With the right policies, Sperling said the country will be “on a path to a manufacturing renaissance.”
Those policies include two executive actions announced as part of the trip. One creates three new Manufacturing Innovation Institutes and a second ordering newly released government data be made digitally available for free.
The manufacturing institutes will be partnerships between the business community, higher education and the federal government geared toward the development and production of new technologies.
Combined, the three new institutes will cost $200 million, Sperling said. That money will come from across several government agencies. The Department of Defense will contribute $100 million, the Department of Energy will contribute $70 million, and the Department of Commerce and the National Science Foundation will contribute $30 million each.
Already, the Obama administration has created one such institute in Ohio, and it will encourage states to compete for the right to host one of the new ones.
As for why the president chose Austin as the site of his renewed push for growth-centered policies, the president said the area is representative of a lot of innovative communities around the country.
“There are some terrific things going on in this area, in communities like Manor,” the president said. “And there are terrific things going on in communities all across the country that are good models for all of America to follow.”

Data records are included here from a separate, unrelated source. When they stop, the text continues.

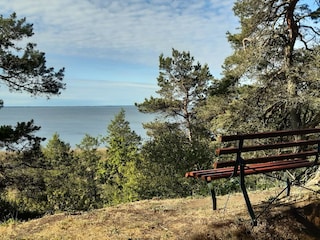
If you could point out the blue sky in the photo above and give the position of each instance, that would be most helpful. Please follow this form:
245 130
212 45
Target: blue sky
111 48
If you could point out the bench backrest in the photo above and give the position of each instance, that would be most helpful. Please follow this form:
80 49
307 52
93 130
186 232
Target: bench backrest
307 140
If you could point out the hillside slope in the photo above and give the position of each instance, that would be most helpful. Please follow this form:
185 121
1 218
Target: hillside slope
294 217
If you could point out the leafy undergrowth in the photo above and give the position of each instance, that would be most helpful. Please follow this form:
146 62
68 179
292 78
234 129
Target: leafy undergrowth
294 217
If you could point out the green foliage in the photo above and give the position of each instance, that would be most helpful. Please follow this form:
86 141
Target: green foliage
120 173
271 80
24 68
183 86
166 159
61 185
87 172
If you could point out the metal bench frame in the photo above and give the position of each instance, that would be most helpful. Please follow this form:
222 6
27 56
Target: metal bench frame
242 167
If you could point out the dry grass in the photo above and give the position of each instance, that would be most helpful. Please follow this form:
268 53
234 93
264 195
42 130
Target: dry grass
295 217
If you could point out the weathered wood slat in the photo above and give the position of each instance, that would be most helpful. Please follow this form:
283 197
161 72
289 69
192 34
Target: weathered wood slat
254 169
285 156
230 150
229 138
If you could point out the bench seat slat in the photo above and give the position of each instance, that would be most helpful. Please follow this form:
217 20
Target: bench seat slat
228 138
227 172
231 150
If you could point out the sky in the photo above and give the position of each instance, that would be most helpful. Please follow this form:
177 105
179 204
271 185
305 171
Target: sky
110 48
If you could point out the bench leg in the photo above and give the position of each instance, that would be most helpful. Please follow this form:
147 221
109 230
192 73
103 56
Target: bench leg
213 195
288 187
246 197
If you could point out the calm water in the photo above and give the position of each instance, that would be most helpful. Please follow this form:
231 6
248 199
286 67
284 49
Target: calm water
72 123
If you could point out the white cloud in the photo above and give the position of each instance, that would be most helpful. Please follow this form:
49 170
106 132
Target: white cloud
127 29
86 36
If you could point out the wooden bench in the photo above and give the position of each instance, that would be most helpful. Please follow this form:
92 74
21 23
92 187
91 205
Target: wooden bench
262 153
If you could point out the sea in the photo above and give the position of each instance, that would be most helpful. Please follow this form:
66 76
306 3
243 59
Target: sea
72 123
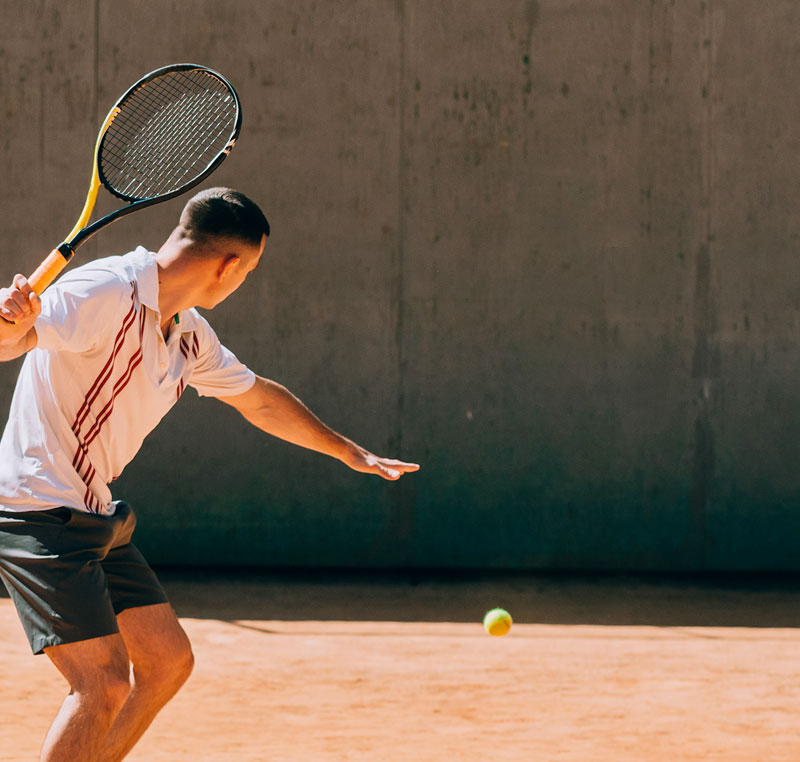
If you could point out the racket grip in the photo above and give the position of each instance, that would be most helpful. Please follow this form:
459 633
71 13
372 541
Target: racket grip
50 268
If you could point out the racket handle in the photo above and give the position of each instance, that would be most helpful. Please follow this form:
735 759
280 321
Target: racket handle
49 270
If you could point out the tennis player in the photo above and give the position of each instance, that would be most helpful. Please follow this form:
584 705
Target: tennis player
111 348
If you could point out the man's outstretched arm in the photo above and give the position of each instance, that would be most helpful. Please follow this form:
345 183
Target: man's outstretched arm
275 410
19 308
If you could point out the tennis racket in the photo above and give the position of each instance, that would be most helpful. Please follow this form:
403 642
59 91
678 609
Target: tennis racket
163 136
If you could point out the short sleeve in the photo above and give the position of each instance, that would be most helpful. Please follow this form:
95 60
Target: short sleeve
78 308
217 372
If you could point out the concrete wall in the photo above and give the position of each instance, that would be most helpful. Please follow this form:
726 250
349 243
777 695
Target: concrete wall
547 248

After meeting the president on the tarmac in Austin, Texas Governor and former GOP presidential candidate Rick Perry was more boastful about why Obama chose his state to visit.
“He didn’t go to Detroit,” Perry said. “He didn’t go to Chicago. He didn’t go to some of the cities in California that have declared bankruptcy. He came to Austin, Texas, and he came here because we are a success story. Whether you are playing for the red team or whether you are playing for the blue team you like to hang out with a winner and Texas is a winner.”